Conformal Prediction for Compositional Data
Lucas P. Amaral, Luben M. C. Cabezas, Thiago R. Ramos, Gustavo H. G. A. Pereira
TL;DR
This work extends conformal prediction to compositional data by embedding it in Dirichlet regression on the simplex and proposing two complementary predictive constructions: (i) a SCP based on quantile residuals for marginal Beta components, and (ii) a density-based HDR approach that is approximated by a coordinate-floor envelope and optionally refined with an internal grid. The methods guarantee finite-sample marginal coverage under exchangeability while honoring the simplex geometry, and are model-agnostic at the conformal layer. Through extensive simulations and an application to BudgetItaly, the HDR-floor-grid and quantile-residual methods achieve near-nominal coverage with substantially narrower predictive regions than naive HDR or unconstrained approaches, demonstrating calibrated and efficient uncertainty quantification for compositional prediction tasks. The results guide practitioners on when to choose fast HDR-floor versus sharper HDR-floor-grid or Quantile Residuals, enabling practical uncertainty quantification for compositional outcomes in economics, ecology, and beyond.
Abstract
In this work, we propose a set of conformal prediction procedures tailored to compositional responses, where outcomes are proportions that must be positive and sum to one. Building on Dirichlet regression, we introduce a split conformal approach based on quantile residuals and a highest-density region strategy that combines a fast coordinate-floor approximation with an internal grid refinement to restore sharpness. Both constructions are model-agnostic at the conformal layer and guarantee finite-sample marginal coverage under exchangeability, while respecting the geometry of the simplex.
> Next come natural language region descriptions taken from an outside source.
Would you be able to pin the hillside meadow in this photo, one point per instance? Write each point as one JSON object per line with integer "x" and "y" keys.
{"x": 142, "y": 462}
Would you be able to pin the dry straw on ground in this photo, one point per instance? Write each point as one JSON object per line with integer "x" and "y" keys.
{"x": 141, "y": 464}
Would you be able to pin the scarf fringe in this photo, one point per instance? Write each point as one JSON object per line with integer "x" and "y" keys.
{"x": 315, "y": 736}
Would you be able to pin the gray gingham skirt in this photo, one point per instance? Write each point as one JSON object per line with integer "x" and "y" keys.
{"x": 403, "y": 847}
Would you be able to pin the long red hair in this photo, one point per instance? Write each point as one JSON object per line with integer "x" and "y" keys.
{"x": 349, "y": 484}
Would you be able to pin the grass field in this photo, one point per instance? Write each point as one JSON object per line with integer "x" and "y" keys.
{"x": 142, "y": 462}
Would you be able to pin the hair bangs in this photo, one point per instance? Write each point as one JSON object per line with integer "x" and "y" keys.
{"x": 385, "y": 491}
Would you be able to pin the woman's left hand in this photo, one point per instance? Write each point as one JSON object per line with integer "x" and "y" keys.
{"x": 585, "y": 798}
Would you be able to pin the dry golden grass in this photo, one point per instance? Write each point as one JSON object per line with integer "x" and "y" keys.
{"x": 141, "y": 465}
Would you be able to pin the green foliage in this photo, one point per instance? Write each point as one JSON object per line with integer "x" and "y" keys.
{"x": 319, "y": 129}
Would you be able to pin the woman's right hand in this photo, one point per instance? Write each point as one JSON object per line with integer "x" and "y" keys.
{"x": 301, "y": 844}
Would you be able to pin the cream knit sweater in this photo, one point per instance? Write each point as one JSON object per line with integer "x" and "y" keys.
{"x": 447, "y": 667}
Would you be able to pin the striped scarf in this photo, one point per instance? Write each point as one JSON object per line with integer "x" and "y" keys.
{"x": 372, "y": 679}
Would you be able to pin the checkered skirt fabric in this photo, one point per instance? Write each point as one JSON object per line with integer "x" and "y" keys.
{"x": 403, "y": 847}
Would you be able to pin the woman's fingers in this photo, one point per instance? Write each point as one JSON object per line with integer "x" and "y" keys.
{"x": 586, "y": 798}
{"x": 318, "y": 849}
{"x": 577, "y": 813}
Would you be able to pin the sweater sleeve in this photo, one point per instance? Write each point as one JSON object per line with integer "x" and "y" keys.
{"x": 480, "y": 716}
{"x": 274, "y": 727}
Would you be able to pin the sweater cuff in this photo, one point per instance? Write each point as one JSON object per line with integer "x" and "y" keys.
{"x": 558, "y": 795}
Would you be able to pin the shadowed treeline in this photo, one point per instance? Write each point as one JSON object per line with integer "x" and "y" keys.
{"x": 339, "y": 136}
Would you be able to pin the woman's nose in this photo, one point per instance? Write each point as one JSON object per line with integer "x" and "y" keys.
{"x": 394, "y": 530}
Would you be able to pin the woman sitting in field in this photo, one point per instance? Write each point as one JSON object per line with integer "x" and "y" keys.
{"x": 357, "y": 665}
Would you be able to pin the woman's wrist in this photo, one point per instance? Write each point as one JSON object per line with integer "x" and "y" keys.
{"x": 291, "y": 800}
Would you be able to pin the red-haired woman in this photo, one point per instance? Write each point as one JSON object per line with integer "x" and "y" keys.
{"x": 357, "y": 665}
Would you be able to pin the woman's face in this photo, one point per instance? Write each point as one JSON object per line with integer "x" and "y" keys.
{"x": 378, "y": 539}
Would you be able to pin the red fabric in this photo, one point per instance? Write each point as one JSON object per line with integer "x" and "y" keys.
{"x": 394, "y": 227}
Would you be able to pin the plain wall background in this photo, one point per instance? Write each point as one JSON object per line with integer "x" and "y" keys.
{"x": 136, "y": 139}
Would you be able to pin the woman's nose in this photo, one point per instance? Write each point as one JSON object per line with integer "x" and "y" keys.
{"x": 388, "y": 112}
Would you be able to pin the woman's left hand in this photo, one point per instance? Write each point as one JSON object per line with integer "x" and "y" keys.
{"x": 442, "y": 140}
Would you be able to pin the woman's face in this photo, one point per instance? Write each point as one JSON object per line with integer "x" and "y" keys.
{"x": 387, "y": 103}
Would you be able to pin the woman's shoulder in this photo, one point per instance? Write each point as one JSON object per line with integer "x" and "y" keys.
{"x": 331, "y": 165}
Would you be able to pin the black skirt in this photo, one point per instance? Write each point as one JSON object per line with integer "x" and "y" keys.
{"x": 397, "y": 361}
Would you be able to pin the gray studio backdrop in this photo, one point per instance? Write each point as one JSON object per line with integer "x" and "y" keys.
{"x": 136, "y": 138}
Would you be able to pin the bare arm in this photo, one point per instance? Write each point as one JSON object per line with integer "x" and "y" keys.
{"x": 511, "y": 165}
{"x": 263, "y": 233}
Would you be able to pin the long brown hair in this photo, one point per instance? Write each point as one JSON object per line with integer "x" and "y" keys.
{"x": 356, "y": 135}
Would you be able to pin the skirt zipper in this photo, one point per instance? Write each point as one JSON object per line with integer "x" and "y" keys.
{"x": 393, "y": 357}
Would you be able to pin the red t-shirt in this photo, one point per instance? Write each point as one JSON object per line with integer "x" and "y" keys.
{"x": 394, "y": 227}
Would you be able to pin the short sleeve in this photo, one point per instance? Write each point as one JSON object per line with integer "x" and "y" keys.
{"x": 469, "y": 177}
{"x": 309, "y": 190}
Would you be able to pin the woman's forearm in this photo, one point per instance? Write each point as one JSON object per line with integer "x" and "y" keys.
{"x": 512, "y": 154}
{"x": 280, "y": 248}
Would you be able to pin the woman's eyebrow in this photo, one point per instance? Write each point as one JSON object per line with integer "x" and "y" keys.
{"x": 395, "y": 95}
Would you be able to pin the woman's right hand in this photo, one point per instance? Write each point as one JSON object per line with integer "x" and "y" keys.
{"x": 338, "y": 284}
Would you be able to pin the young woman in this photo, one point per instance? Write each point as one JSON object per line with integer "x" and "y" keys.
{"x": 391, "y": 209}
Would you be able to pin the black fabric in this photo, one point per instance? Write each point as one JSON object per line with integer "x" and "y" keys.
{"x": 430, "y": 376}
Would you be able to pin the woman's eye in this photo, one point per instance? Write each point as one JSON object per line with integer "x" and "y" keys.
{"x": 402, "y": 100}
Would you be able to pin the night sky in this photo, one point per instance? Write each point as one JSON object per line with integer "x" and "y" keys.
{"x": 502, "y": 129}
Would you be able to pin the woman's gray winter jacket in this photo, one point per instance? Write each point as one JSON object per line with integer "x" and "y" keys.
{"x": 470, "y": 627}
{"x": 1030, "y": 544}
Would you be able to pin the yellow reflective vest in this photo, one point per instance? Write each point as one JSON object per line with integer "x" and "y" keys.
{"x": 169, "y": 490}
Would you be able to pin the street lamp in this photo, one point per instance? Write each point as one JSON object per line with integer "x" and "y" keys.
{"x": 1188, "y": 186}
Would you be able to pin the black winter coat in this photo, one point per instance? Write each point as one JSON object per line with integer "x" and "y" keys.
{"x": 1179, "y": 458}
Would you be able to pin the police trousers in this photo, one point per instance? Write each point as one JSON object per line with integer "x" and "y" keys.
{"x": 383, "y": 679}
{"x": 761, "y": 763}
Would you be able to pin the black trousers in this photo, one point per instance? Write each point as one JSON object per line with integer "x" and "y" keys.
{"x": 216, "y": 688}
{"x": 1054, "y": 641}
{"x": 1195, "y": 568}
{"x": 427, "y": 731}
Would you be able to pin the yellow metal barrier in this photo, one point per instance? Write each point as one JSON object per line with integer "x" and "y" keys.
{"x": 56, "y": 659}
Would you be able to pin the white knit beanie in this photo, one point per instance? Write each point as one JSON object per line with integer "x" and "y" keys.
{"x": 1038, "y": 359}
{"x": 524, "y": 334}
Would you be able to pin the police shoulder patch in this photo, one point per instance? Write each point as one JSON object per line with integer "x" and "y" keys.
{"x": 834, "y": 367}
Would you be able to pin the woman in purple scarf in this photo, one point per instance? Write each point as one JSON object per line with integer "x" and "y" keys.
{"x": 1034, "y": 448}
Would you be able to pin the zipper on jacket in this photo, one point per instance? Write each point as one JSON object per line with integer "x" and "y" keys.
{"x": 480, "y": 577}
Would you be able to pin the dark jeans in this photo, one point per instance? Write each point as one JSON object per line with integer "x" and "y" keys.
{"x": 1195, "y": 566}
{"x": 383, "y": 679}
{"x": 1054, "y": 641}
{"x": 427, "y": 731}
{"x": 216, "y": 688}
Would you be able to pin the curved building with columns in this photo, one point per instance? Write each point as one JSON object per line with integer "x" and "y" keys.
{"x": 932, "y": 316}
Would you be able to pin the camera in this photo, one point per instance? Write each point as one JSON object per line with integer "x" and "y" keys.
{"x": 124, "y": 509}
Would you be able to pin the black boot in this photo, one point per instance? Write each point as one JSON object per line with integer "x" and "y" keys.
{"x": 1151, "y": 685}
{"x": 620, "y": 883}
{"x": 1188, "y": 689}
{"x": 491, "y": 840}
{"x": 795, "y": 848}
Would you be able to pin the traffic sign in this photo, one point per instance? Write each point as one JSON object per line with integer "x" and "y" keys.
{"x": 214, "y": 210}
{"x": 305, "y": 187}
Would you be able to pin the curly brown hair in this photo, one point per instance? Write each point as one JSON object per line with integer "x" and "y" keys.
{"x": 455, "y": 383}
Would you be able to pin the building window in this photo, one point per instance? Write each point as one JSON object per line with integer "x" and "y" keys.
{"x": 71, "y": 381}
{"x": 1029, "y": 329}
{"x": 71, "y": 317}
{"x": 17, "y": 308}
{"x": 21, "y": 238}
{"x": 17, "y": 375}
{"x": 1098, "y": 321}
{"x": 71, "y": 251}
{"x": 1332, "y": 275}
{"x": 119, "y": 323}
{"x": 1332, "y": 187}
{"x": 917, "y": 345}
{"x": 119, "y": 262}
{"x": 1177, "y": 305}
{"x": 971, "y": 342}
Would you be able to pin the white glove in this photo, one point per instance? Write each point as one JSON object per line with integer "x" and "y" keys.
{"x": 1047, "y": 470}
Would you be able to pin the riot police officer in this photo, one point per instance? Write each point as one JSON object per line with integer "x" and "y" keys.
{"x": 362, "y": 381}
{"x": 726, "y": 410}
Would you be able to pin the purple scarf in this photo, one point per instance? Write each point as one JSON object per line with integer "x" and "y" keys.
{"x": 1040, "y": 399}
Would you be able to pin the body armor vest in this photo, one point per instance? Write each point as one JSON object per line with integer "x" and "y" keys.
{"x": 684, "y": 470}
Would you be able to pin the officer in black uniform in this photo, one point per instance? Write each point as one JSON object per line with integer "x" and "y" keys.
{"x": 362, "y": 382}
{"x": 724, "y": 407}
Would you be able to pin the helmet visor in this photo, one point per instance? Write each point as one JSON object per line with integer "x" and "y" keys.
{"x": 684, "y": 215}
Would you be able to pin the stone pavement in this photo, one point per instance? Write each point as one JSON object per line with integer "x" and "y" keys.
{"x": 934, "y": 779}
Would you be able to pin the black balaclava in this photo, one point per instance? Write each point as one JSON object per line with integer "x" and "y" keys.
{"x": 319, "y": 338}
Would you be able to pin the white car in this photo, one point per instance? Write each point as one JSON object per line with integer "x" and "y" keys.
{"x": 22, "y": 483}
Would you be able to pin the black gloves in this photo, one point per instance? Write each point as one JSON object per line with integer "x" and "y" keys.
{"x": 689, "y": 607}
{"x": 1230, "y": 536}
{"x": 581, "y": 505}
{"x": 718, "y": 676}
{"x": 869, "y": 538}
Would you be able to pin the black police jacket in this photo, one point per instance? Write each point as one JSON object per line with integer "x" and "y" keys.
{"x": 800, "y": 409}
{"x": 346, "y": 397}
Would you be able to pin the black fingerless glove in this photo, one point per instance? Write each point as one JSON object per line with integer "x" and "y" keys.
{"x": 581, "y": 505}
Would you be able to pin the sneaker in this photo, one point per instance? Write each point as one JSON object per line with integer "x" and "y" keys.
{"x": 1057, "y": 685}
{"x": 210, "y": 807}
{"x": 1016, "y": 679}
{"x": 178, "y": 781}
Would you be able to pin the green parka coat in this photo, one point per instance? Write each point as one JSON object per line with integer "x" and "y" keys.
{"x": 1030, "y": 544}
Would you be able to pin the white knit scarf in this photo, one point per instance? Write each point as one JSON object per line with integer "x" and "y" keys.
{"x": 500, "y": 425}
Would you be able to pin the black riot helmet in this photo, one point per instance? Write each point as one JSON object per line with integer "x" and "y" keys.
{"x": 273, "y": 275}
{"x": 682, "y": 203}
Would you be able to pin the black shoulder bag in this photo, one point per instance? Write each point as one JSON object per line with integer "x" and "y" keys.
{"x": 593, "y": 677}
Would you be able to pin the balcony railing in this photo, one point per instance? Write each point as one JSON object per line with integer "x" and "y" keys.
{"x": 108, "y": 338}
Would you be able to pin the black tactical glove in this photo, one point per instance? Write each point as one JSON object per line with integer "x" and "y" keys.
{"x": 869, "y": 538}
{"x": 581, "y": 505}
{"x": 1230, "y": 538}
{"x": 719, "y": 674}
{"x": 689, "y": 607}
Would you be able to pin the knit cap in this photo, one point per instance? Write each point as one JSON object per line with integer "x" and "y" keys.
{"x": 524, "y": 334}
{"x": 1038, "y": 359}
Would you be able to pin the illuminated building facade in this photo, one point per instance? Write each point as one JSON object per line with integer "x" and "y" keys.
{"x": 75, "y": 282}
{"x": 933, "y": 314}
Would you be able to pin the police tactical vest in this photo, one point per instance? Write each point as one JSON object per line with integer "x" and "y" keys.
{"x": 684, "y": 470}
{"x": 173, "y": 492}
A comprehensive Monte Carlo study spanning homoscedastic and heteroscedastic designs shows that the quantile residual and grid-refined HDR methods achieve empirical coverage close to the nominal 90\% level and produce substantially narrower regions than the coordinate-floor approximation, which tends to be conservative. We further demonstrate the methods on household budget shares from the BudgetItaly dataset, using standardized socioeconomic and price covariates with a train, calibration, and test split. In this application, the grid-refined HDR attains coverage closest to the target with the smallest average widths, closely followed by the quantile residual approach, while the simple triangular HDR yields wider, less informative sets. Overall, the results indicate that conformal prediction on the simplex can be both calibrated and efficient, providing practical uncertainty quantification for compositional prediction tasks.